Olivier Maroy a annoncé ce lundi matin qu'il se présenterait aux élections régionales, dans le Brabant wallon, pour le MR. Le présentateur de l'émission de débats politiques "Mise au point" va donc quitter le service public pour la politique. La RTBF a annoncé, par communiqué, avoir pris acte de la décision d'Olivier Maroy et dit respecter ce choix.

Dans une chronique, Johanne Montay, responsable du service politique de la RTBF, se montre plus virulente à l'égard de son ancien collègue, qui s'est "laissé tenter par le pays des MRveilles"... Pour elle, "toute personne a le droit de s'engager en politique". Elle évoque un "droit démocratique" et "une forme de choix courageux". Mais, dans la foulée, elle mentionne "un pas transgressif".

Tout d'abord, parce que "le passage d'un journaliste en politique révèle au grand jour ses préférences politiques.

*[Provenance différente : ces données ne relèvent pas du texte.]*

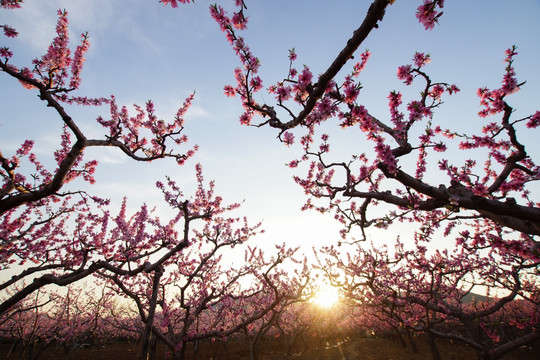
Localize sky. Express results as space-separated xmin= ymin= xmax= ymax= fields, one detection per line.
xmin=1 ymin=0 xmax=540 ymax=260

Il jette donc la suspicion légitime sur l'indépendance de son travail jusqu'ici". Il est vrai qu'en cas de retour au service politique de la "maison RTBF", la suspicion pèsera sur chacun des choix opérés par Olivier Maroy.

Johanne Montay avance également une autre raison qui fait que ce passage du journalisme à la politique constitue "un acte irrévocable". "Ce n'est pas un grand saut à l'élastique. Il n'y a pas de rebond possible. Celui qui s'enfuit du bateau ne remonte plus à la barre. Une fois en politique, plus de retour en journalisme. Un retour dans les médias est toujours possible, dans une autre fonction, après 6 mois de "purgatoire". Mais l'indépendance, ce n'est pas comme les cheveux : ça ne repousse pas." Et elle conclut de la sorte : "Alors, chers ex-amis journalistes, engagez-vous, engagez-vous, chapeau, mais ... ne revenez jamais dans cette fonction."

En ce sens, la journaliste avertit d'ores et déjà son ex-collègue. Car Olivier Maroy pourrait retourner à la RTBF après son expérience politique, moyennant plusieurs conditions et une période de transition. Il est par exemple interdit aux membres du personnel de la RTBF qui ont obtenu un congé politique d'intégrer une rédaction d'information politique, économique ou sociale dans l'année suivant les élections auxquelles ils ont participé.